The “musical-ecosystem” partnership is mutually beneficial, allowing the companies to reach the other’s audience without sacrificing their brand.

8. Apple & MasterCard

  • Co-branding Campaign: Apple Pay

Sometimes, co-branding partnerships aren’t just cool projects between two companies — they actually have practical value when the companies work together.

Co-branding partnership between Apple and MasterCard on Apple Pay

When Apple released the Apple Pay app, the brand effectively changed how people perform transactions. This app allows people to store their credit or debit card data on their phones, so they can use them without physically having the card with them. But for this app to succeed, it needs credit card companies to integrate with this technology. By the same token, credit card companies also face more competition if they aren’t compatible with the latest consumer purchasing tool.

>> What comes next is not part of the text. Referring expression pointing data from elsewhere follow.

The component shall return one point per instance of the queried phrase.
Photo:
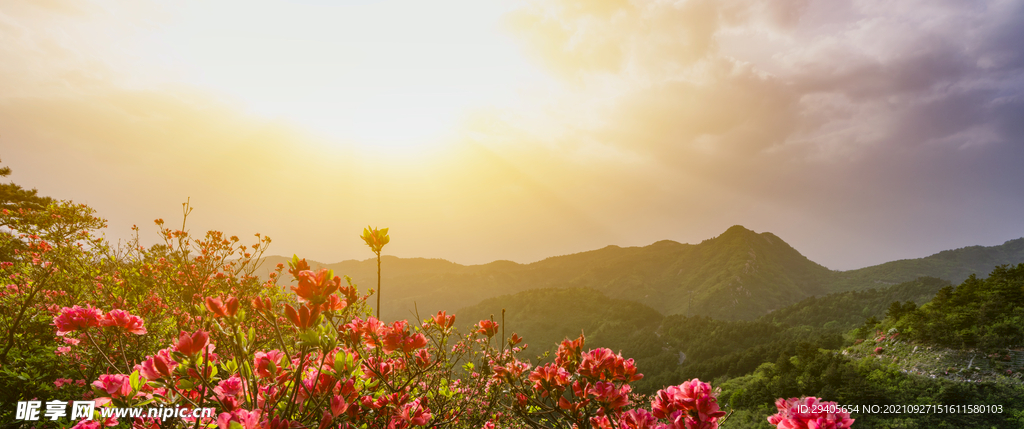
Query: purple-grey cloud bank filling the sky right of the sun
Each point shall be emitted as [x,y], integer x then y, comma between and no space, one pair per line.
[866,115]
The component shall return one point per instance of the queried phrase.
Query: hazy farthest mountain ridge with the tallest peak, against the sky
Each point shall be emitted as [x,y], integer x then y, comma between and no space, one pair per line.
[740,275]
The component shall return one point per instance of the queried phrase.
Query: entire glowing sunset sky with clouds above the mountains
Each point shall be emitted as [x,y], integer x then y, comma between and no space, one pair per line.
[858,132]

  • Why the Mastercard Co-branding Campaign Works

To get out ahead of its competition, MasterCard became the first credit card company to allow its users to store their credit and debit cards on Apple Pay. This relationship continued to be useful for both Apple and Mastercard with the release of the Apple Card. MasterCard not only shows continuous support of a major consumer tech developer in this partnership — it evolves with its customers in how they choose to make purchases.

9. Airbnb & Flipboard

  • Co-branding Campaign: Experiences

You’ve probably heard of Airbnb, the room-sharing application that allows you to find convenient lodging hosted by real people. But its partner, Flipboard, might not be on your radar.

Flipboard is a news aggregator that collects news and topical content that users are sharing on social media, and allows you to “flip” through the material much like a social media feed. Well, Airbnb teamed up with Flipboard to create Experiences, which serve Airbnb users with lifestyle content tailored to their interests and shared by people with similar interests as the reader.

Co-branding partnership between Airbnb and Flipboard on Experiences
  • Why the Flipboard Co-branding Campaign Works

The ongoing campaign recently led to another co-created product called Trips, which allows Airbnb users to connect with hosts with common interests and actually book these experiences when traveling. This partnership is an impressive example of how businesses can connect their customers with information that caters to their individual interests and drives product usage as a result.

Even if you might not have the same budget as the brands mentioned above, you can still learn from their inventiveness, narrative prowess, and resourcefulness in combining their disparate brands in a way that benefits both of them.

We hope this helps you discover some ideas for your next amazing launch as you look for the ideal co-marketing partner for your business and create a successful campaign.